The reason Dakota’s is where it is owes to the Baptists across the street. They owned the old property on the principal site (I think it was the old downtown YMCA), and Lincoln Property Company planned to implode it and build a gleaming, 40-50 story tower, Lincoln Plaza. Sometime during the negotiations, the church said that the sale was off if alcohol was to be publicly served in the new building. Deal breaker.

Lincoln envisioned a nice restaurant to anchor the building, to give it a sense of destination. The company was housed in rented space at Marty Tycher’s Turtle Creek Village, and the new downtown tower was going to express their arrival as the second largest real estate company in the country behind Trammel Crow.

Envisioned isn’t a strong enough word. They absolutely intended to have a dining establishment, since they were going to be so close to the arts district, etc. And not some deli, but a power lunch/dinner downtown restaurant. Obviously, alcohol had to be in the mix, so Lincoln turned to the little triangle of land immediately north of the property. It was owned by the city, too small to have anything on it, surrounded by streets, but the company proposed a subterranean plan that would link a tunnel to their new building below ground as well as to the Baptist-owned parking garage in which Lincoln was going to rent weekday space for its people to park. The only thing above ground would be an elevator shaft.

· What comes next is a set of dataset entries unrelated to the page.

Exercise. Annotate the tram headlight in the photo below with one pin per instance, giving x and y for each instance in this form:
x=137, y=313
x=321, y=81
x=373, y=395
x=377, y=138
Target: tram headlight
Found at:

The city blessedly signed off, and preacher W.A. Criswell was satisfied because it wasn’t on the property that he and the church were selling. Crisis resolved.

As for the name Dakota’s, my mom worked for Lincoln back then. She phoned one afternoon and said that the names being proposed for the restaurant were horrible. She ran them by me, and she was right. Since Lincoln wasn’t (and isn’t) in the restaurant biz, they’d hired a firm to design the place. This firm would ultimately do a great job with the interior, but their options for the name really sucked. Everyone had already agreed that it shouldn’t have the name of the company on it, but beyond that the choices were lame. So mom had been doing some private brainstorming. “What do you think of ‘Dakota’s’ for the name?” she asked.

“I hate it,” I said. “It’s where John Lennon lived and died by an assassin’s bullet in New York, and it has no connection to your new building.”

“Actually, it does,” she replied. “It so happens that the building is going to be clad in pink Dakota granite.”

By the end of the conversation, I was sold, and her idea won the day.